The flexible, ultra-thin, and transparent electronics of the future places new dimensional, functional and performance demands on materials properties. Current semiconductor fabrication strategies based on bulk semiconductor materials encounter severe challenges in meeting such goals. The discovery of graphene, followed by the rise of other two dimensional (2D) materials in the past decade, has not only extended scientific understanding of atomically layered structures, but has also enabled a straightforward path to future unconventional electronics. This has led to the realization of atomically layered field effect transistors (FET), photodetectors, photovoltaics, nonvolatile memories, optoelectronic memory for gate tunable photodetector, and optical switcher which were further integrated with polymeric substrates to demonstrate prototypes of flexible electronics. However, an optoelectronic memory for image sensing, an essential part in modern electronic devices, that utilizes 2D atomic layered materials has not been demonstrated.

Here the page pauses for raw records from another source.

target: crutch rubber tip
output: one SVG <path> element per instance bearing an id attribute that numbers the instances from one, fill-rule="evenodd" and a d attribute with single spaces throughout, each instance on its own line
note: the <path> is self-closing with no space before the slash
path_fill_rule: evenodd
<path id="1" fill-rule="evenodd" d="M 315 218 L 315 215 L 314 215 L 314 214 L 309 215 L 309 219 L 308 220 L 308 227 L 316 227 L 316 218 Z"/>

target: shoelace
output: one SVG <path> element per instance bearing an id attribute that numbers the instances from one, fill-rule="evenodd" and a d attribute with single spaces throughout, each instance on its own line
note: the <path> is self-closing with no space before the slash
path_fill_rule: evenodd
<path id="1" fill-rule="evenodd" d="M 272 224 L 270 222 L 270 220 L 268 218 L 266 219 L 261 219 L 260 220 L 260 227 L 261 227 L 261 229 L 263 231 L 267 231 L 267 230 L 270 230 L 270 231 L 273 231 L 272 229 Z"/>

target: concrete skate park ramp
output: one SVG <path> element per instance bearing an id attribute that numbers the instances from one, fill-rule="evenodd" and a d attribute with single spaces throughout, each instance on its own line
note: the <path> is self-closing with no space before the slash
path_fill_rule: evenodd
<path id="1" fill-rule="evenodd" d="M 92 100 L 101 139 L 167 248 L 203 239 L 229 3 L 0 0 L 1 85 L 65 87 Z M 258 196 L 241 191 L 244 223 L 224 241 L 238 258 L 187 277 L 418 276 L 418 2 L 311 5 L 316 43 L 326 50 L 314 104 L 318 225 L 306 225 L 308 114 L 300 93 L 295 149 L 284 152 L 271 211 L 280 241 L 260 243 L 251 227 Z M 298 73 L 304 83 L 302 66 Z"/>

Image sensing places special requirement on optoelectronic sensors. It should reflect exposure dose instead of exposure intensity. The output of sensor should be history-dependent to realize complicated image processing functions, such as image integral, weak signal accumulation, etc. Ordinary photodetector cannot fulfill these requirements, whereas optoelectronic memories, such as charge-coupled device (CCD) and complementary metal-oxide-semiconductor (CMOS) device, are commonly utilized and play essential roles in image capture, spectrum analysis, bio-sensing, etc. These optoelectronic memories can accumulate the photogenerated charge carries during exposure, and release the stored charge for information retrieval.
A 2D atomically layered material based optoelectronic memory can broaden the realm of optoelectronic memories, and it can be easily integrated with other 2D material based devices, such as FET and nonvolatile memories, as well as provides the possibility for construction of a large-scaled, whole 2D material based, complicated functional unit.